Wednesday 27 July 2011

rhs tatton park


An almost final, overwhelming week in teaching came to an end and thankfully, the Royal Horticultural Society flower show at Tatton Park in Cheshire proved an excellent antidote to the powerful emotions I had been feeling.

Despite having made declarations that we would not buy anything, came back with a fully loaded car!!

This lemon leucanthemum x superbum 'Broadway Lights' was one of my 'stars of the show' and two plants came home. Our beautiful native ox-eye daisies (leucanthemum vulgarae) are free flowering meadow plants that thrive locally and I hope to be able to introduce them to the meadow area as it develops.
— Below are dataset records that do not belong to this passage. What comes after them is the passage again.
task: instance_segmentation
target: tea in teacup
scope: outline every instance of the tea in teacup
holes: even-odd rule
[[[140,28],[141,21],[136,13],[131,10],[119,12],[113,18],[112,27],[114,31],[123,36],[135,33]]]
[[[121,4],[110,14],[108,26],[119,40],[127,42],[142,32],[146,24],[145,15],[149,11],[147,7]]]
This showier cultivated cousin should flourish in the conditions that ox-eyes like. We hope to divide them and multiply their number at the allotment before finding a place in our new garden for them. In a large group (possibly planted against a contrasting, darker foliage plant) they will have a big, late summer impact. The newly opened flowers have this lovely pale citrus colour but then fade to a yellow white giving an interesting range of flower colours in one plant.


The flowering cyclamen hederofolium looked lovely in pots and we were further inspired to create our own small containers back at home. C. hederofolium was abundant in dappled shade under the crab apple tree in our old garden and looked almost as good as these seen in their pots at the show.

 Also captivating and excellent subjects for pots were the hostas: there are now so many forms of the plantain lily and it is little surprise that they have become so fashionable. Planted together, their contrasting leaf colours, sizes, shapes and habits created a memerising effect on the dedicated stands for father and daughter and meant we spent too much of our limited time admiring these and not getting around the huge show and all its other delights! Here hosta 'Hands up' shows its erect foliage.